Na mesma linha, o cientista social Donald Campbel abordou os problemas das metas de programas sociais, afirmando que, quanto mais um indicador social quantitativo é usado para a tomada de decisões (como vincular o pagamento de professores às notas dos alunos em um teste nacional), mais sujeito ele está a ser corrompido e, com isso, mais facilmente irá distorcer e corromper os processos sociais que deveria monitorar (os professores passam a ensinar apenas como passar no teste, mas o nível real de aprendizado não se altera).
Em resumo, a lei de Campbel diz que, em políticas públicas, as metas podem levar à tortura de indicadores, os quais deixam então de ser um bom indicador social. Algo como diminuir o limite inferior da renda para que uma pessoa seja considerada classe média, de forma que a diminuição da pobreza pareça maior.
No mundo das finanças públicas existem diversas metas que devem ser cumpridas pelos governos municipais, estaduais e federal.

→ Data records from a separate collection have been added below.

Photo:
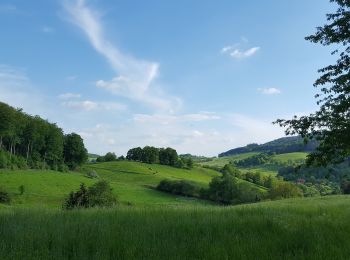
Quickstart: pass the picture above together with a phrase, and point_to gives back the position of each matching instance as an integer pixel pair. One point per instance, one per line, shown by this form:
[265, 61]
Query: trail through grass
[317, 228]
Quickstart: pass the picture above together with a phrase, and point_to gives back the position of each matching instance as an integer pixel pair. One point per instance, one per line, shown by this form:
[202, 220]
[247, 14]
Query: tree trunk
[28, 146]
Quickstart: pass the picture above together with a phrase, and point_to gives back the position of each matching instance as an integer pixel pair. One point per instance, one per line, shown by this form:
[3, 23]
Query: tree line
[30, 141]
[165, 156]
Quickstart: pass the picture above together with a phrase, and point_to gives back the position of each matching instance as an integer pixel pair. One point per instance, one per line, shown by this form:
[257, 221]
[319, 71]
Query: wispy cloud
[88, 105]
[69, 96]
[135, 77]
[7, 8]
[269, 91]
[73, 101]
[236, 53]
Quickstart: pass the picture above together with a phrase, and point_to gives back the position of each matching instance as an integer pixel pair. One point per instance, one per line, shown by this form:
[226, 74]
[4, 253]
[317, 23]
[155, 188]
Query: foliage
[284, 190]
[331, 123]
[4, 196]
[100, 194]
[21, 189]
[75, 153]
[150, 154]
[254, 160]
[108, 157]
[327, 180]
[30, 141]
[278, 146]
[297, 229]
[181, 187]
[227, 190]
[91, 174]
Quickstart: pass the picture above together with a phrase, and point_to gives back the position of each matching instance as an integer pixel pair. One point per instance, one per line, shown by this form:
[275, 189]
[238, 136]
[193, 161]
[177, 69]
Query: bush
[21, 189]
[100, 194]
[182, 187]
[284, 190]
[4, 196]
[227, 190]
[91, 174]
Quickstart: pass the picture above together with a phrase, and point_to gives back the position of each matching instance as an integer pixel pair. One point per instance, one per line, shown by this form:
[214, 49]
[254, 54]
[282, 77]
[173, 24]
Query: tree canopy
[331, 123]
[31, 141]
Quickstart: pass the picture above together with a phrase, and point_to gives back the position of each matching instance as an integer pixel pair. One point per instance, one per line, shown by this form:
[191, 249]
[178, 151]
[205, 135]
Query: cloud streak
[269, 91]
[236, 53]
[135, 77]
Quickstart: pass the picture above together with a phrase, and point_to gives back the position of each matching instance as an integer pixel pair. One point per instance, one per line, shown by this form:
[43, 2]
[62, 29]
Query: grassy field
[221, 161]
[132, 183]
[266, 169]
[316, 228]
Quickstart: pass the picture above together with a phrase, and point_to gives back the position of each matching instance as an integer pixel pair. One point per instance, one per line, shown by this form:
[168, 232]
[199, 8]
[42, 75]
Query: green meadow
[133, 183]
[316, 228]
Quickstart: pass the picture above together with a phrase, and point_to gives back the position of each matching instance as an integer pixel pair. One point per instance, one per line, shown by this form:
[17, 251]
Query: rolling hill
[281, 145]
[132, 182]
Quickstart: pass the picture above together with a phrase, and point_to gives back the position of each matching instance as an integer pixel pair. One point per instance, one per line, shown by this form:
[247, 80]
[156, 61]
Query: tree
[75, 153]
[150, 154]
[110, 157]
[134, 154]
[331, 123]
[168, 156]
[100, 194]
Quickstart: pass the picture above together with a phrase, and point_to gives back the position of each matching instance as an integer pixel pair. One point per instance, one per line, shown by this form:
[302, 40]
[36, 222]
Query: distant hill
[281, 145]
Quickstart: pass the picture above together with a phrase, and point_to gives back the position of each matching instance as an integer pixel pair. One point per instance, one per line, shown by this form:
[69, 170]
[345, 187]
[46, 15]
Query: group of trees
[326, 180]
[180, 187]
[98, 195]
[228, 189]
[165, 156]
[108, 157]
[278, 146]
[255, 160]
[330, 124]
[30, 141]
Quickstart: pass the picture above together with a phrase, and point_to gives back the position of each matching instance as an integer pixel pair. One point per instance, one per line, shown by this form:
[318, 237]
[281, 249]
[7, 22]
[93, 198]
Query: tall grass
[290, 229]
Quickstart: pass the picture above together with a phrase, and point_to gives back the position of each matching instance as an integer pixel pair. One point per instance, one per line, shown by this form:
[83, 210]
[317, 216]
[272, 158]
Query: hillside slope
[281, 145]
[316, 228]
[132, 182]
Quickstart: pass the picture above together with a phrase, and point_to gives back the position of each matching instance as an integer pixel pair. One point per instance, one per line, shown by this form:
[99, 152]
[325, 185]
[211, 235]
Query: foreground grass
[132, 182]
[290, 229]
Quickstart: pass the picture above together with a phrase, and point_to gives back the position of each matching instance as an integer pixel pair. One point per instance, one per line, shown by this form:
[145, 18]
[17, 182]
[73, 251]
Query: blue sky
[199, 76]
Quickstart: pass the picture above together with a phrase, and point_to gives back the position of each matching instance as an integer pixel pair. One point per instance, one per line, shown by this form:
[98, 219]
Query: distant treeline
[329, 180]
[30, 141]
[278, 146]
[165, 156]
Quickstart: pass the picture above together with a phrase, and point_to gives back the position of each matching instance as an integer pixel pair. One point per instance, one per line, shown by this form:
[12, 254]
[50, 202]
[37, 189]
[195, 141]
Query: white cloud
[238, 54]
[47, 29]
[235, 52]
[69, 96]
[72, 77]
[87, 105]
[135, 76]
[269, 91]
[5, 8]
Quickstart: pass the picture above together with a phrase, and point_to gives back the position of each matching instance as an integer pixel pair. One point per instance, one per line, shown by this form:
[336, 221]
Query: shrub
[91, 174]
[4, 196]
[284, 190]
[227, 190]
[21, 189]
[182, 187]
[100, 194]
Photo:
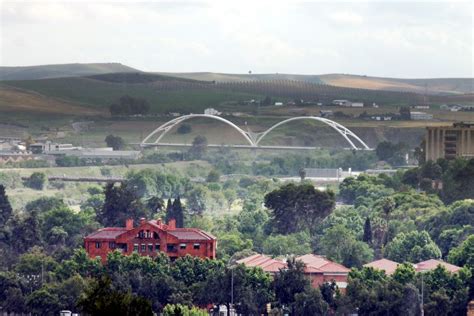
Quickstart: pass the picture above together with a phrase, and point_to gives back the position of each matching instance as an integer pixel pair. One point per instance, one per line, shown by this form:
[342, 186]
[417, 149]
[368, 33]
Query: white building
[211, 111]
[420, 116]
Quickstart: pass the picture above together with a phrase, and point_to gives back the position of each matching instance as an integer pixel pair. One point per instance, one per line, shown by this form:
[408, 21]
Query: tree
[120, 204]
[178, 212]
[340, 245]
[367, 238]
[310, 303]
[412, 247]
[213, 176]
[116, 142]
[102, 299]
[196, 199]
[289, 282]
[463, 255]
[199, 147]
[5, 208]
[298, 206]
[37, 181]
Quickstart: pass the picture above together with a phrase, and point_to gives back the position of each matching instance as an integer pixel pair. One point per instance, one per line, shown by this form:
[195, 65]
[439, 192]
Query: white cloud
[390, 38]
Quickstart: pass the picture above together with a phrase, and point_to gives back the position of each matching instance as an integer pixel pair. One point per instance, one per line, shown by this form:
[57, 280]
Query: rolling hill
[61, 70]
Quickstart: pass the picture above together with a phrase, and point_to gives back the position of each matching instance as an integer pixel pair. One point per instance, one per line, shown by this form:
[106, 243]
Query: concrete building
[450, 142]
[150, 238]
[420, 116]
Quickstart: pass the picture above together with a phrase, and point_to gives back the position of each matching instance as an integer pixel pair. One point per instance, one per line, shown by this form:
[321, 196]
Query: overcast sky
[380, 38]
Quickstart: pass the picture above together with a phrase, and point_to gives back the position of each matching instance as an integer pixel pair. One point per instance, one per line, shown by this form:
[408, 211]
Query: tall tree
[199, 147]
[298, 206]
[5, 207]
[120, 203]
[367, 232]
[178, 212]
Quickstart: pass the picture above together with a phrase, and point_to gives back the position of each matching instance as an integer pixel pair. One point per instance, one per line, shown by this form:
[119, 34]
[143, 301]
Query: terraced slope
[60, 71]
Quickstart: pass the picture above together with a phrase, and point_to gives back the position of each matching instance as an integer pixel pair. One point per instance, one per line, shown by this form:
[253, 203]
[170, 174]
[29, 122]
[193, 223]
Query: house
[432, 264]
[317, 268]
[326, 113]
[341, 102]
[420, 116]
[212, 111]
[150, 238]
[388, 266]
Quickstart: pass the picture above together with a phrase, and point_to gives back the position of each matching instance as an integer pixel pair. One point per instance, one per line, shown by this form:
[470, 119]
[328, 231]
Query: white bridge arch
[253, 139]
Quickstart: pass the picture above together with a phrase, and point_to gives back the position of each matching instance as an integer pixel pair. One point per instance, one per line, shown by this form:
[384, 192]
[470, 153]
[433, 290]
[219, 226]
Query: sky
[377, 38]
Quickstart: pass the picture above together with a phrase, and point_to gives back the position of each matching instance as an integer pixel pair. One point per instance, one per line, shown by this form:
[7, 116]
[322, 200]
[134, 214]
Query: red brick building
[150, 238]
[318, 269]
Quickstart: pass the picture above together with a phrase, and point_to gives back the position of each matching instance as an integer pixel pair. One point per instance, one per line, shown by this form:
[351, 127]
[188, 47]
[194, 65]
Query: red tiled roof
[190, 234]
[386, 265]
[431, 264]
[266, 263]
[315, 263]
[107, 233]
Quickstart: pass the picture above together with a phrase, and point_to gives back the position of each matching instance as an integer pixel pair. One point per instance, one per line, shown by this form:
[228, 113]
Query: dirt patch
[17, 100]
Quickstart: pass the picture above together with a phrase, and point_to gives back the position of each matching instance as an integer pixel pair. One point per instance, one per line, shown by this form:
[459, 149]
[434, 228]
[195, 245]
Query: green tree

Grande parte delas foi instituída pela Lei de Responsabilidade Fiscal, a Lei Complementar n° 101 de 2000.
Uma meta importante da LRF é a do gasto com pessoal — não mais do que 60% da receita corrente líquida do governo pode ser gasta com o pagamento de funcionários do governo. Se passar disso, o governo deve tomar medidas politicamente drásticas, como a demissão de servidores públicos.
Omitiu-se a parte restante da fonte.